Transcript
Dylan Etkin (0:00)
Modern engineering teams often face challenges with unpredictable delivery and limited visibility into their performance. This can make it difficult to track progress, identify bottlenecks, and understand how efficiently time and resources are being used. The lack of clear insights commonly prevents teams from aligning their work with broader business goals. SLUTH is designed to be an operating system for engineering and helps teams achieve more predictable delivery and align with business needs. Dylan Etkin is the Founder and CEO of sluth. Dylan is an Atlassian alum who has spent the last 15 years building DevTools with Jira, BitBucket and Status Page. He joins the podcast to talk about the challenges faced by modern engineering teams and innovative strategies to overcome them. Gregor Vand is a security focused technologist and is the Founder and CTO of MailPass. Previously, Gregor was a CTO across cybersecurity, cyber insurance, and general software engineering companies. He has been based in Asia Pacific for almost a decade and can be found via his profile at Vand HK.
Gregor Vand (1:18)
Hi Dylan, welcome to Software Engineering Daily.
Dylan Etkin (1:21)
Hi. Thank you so much. I'm happy to be here.
Gregor Vand (1:23)
Yeah, Dylan, great to have you here. You're the CEO of sluth and we're going to be hearing all about the Sluth platform today. I think as we often do at Software Engineering Daily, just hearing a bit of your background will be a super interesting way to kick off. I know you've got a pretty interesting history. I think most of the products that you've worked on, I think 99.9% of our listener base will recognize them. So yeah, could you maybe just like talk through kind of what was your programming history and product history?
Dylan Etkin (1:53)
Yeah, absolutely. And I'll preface it all by saying don't hate me because some of these products have become a little bit love to hate. But yeah, so I've been in the industry for ages at this point. I was very fortunate to end up. Well, I started in the dot com era and I worked at an E commerce place that nobody remembers, but it was a great experience because I got to get involved in a cool community at the time as a young developer and through a set of circumstances I ended up in Australia. There were only so many things that I knew that were going on in Australia and one of them was the makers of Jira Atlassian and I was fortunate enough to join that company when it was really small. You know, there was basically 20 people. You know, I think when I called up to get the job, Mike Kennen Brooks, one of the CO CEOs answered the phone, you know, and I was like, oh, it Says, you're hiring developers? Are you hiring senior developers? And he was like, yeah, man, come on in. Sure. But, yeah, I was able to spend a number of years at Atlassian, and I was one of the early developers on jira. Worked on that for about five years, became the first architect for JIRA for about a year. Transitioned back to the US with my family. Atlassian had grown a ton, so I kind of stayed with them. And they had made an acquisition, which was a pretty exciting opportunity for me in BitBucket.
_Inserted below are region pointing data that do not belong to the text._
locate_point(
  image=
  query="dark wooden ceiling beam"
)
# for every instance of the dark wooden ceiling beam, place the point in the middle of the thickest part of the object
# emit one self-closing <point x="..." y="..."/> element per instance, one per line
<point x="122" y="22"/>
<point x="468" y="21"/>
And so that was like SaaS at Atlassian, which was something very different than what they had been doing with behind the Firewall, JIRA and Confluence. And we sort of bought that product at 40,000 users. Four and a half years later, I think we were at 2.5 million users. So that was a really fun ride and just a good time to be involved in DVCS in general because it was, again, a hot thing at the time. I decided 10 plus years is a long time to be at one place. So I left and found this little startup that did something that I thought was super cool called Status Page. You know, it was like a team of 10 and we were just growing gangbusters. And then, as if it was from an episode of Silicon Valley, lo and behold, a year into the journey, the CEO there comes over to my house and we're sitting on my deck, and he says, like, so we're being acquired. And I'm like, oh, okay. I didn't know we were doing that, you know? And he's like, buy Atlassian. And my response was, of course.